An alternative to brushing is sponsored advertising. Indeed, when covering brushing, Wong et al. (2015) acknowledge that “one way to get products in front of customers’ eyes is to buy advertising.” However, they go on to say “some ecommerce consultants and sellers say ad prices in competitive product categories have risen 10% to 20% a year recently, making them unaffordable for small merchants.” One reason why sponsored ads are expensive is their short supply: typically, only a limited number of ad slots are available, making them heavily sought after. A merchant who does not win one of the few coveted sponsored spots will not get any exposure. By contrast, a merchant who brushes more can presumably always make some incremental improvement in one’s visibility in search results. Another challenge in sponsored advertising is that merchants may be confused about the best keywords to bid on. Some keywords can be too broad to be relevant, and bidding on those keywords may only be a waste of their marketing budget. By contrast, brushing spares merchants the headache of selecting the right keywords to bid on. All of these imply that brushing can be a viable alternative to sponsored advertising. Future research can examine how merchants should jointly determine these two strategies and whether brushing acts as a complement or a substitute to sponsored advertising.

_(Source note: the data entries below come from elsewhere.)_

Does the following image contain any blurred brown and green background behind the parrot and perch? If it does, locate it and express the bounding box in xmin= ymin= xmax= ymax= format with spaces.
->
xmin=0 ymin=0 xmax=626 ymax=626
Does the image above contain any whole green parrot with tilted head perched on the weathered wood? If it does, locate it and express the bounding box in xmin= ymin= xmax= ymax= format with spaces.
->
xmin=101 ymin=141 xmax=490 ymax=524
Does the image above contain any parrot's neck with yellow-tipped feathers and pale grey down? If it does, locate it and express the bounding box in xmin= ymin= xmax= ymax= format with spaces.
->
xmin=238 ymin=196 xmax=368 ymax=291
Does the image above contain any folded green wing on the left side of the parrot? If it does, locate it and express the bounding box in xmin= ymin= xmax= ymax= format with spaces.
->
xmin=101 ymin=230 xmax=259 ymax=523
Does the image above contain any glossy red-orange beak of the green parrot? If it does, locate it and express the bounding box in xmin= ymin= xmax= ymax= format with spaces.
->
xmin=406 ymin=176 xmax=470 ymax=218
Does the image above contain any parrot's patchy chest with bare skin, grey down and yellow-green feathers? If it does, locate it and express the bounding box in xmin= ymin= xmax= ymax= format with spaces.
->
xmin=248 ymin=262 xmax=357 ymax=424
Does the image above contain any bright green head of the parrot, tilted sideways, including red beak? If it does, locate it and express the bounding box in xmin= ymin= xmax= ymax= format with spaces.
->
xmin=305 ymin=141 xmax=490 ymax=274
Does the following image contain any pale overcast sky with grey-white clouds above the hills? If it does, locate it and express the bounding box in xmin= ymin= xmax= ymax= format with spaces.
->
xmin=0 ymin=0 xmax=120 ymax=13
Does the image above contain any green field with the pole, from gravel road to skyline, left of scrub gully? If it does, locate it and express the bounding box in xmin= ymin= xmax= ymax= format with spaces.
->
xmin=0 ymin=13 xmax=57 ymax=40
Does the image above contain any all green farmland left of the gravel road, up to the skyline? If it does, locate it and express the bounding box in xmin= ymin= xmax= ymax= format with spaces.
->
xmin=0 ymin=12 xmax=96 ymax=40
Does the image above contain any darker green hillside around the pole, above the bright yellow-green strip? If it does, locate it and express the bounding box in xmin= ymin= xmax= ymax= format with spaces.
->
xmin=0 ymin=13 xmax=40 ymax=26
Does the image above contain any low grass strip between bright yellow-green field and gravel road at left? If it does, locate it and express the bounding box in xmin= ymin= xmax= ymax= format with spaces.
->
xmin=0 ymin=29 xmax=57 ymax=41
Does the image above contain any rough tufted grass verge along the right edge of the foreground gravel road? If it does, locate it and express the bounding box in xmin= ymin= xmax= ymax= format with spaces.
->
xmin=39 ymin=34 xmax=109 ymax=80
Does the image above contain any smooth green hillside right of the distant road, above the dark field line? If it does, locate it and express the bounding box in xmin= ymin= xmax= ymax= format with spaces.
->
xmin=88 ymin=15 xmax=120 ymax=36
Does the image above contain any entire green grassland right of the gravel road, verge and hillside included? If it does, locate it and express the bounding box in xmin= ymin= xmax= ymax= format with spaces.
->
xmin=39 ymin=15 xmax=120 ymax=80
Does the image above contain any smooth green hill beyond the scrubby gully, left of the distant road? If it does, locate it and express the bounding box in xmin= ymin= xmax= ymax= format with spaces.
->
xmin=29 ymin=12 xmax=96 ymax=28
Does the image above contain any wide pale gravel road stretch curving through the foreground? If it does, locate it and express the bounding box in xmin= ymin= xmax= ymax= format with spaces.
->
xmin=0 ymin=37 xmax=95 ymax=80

Because brushing inflates the platform’s gross merchandise volume (GMV), an indicator often used by investors to gauge a platform’s financial performance, some worry that the platform may lack incentives to stem brushing (Wall Street J. 2015). In fact, there are allegations of JD.com giving merchants organizational support for brushing (Lim 2015); relatedly, Alibaba’s reported revenue was probed by the U.S. Securities and Exchange Commission amid concerns of fictitious transactions (Bomey and Weise 2016). Future research can take the perspective of a platform and investigate how it balances consumer welfare, GMV, and the capital market when deciding on strategies against brushing.

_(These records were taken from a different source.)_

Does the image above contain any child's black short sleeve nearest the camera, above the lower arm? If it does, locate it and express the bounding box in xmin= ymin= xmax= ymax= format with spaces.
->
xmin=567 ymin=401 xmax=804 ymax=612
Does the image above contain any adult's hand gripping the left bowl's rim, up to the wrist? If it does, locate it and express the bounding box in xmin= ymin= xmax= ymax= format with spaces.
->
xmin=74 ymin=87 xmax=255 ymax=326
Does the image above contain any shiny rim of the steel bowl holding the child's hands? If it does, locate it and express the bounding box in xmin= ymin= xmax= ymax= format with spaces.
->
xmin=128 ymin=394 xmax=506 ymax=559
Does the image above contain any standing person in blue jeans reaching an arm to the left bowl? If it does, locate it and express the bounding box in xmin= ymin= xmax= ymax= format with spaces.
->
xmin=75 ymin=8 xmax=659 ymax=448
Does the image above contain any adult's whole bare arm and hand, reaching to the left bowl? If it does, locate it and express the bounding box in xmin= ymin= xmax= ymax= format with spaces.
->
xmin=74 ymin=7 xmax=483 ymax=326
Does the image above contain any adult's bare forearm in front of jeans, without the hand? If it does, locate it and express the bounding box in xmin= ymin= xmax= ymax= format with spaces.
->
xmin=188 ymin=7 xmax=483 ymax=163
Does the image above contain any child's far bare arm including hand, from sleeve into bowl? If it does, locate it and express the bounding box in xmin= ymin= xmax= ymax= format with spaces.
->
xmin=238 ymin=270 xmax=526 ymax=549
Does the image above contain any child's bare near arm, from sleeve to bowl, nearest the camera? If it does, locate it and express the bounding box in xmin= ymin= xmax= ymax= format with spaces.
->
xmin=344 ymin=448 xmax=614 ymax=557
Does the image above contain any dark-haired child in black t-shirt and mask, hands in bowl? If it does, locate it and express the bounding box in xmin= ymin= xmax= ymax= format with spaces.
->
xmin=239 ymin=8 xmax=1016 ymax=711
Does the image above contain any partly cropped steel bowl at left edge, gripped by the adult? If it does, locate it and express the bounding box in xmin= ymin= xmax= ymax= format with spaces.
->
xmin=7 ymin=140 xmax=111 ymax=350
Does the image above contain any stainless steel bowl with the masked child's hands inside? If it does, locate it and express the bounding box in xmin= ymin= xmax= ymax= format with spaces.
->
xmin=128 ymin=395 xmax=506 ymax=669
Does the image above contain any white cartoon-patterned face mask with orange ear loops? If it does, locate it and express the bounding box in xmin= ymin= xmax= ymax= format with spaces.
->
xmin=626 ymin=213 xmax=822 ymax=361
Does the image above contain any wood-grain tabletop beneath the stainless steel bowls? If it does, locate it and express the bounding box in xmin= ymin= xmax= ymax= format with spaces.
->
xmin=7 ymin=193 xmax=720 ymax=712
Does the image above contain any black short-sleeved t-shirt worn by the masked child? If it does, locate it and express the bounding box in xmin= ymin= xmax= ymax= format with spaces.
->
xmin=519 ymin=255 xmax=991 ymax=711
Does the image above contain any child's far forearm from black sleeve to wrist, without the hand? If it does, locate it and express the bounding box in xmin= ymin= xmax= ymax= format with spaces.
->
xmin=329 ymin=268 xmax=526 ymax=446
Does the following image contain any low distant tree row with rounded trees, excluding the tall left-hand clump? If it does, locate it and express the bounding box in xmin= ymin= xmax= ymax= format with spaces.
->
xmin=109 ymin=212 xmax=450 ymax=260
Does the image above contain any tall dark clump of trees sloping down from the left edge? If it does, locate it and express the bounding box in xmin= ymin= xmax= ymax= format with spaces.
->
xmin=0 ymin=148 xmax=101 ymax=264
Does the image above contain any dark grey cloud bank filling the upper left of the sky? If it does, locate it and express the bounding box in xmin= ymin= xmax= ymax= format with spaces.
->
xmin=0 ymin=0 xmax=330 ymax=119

Finally, although we set our paper in the context of e-commerce platforms to fix ideas, brushing, as a phenomenon, transcends e-commerce and finds its way in other business applications as well. Examples include film distributors buying movie tickets to artificially boost a movie’s box-office rankings (Bloomberg 2017); podcasters pumping up subscription totals via fake accounts to manipulate the iTunes podcast charts (Leswing 2018); pop music artists allegedly faking sales to rig the iTune store rankings (Shih 2018); and app developers inflating the number of downloads to be ranked higher on the leaderboard in the App Store and Google Play (Zhu et al. 2015). Broadly, these ranking systems can be viewed as learning algorithms that try to learn and earn from data (i.e., sales volume) as they come in, but in doing so, they create a distortion in the data (i.e., brushing). Our paper is among the first attempts to shed light on how learning algorithms trigger strategic manipulation of the data-generating process. We hope it will inspire more future research on this front.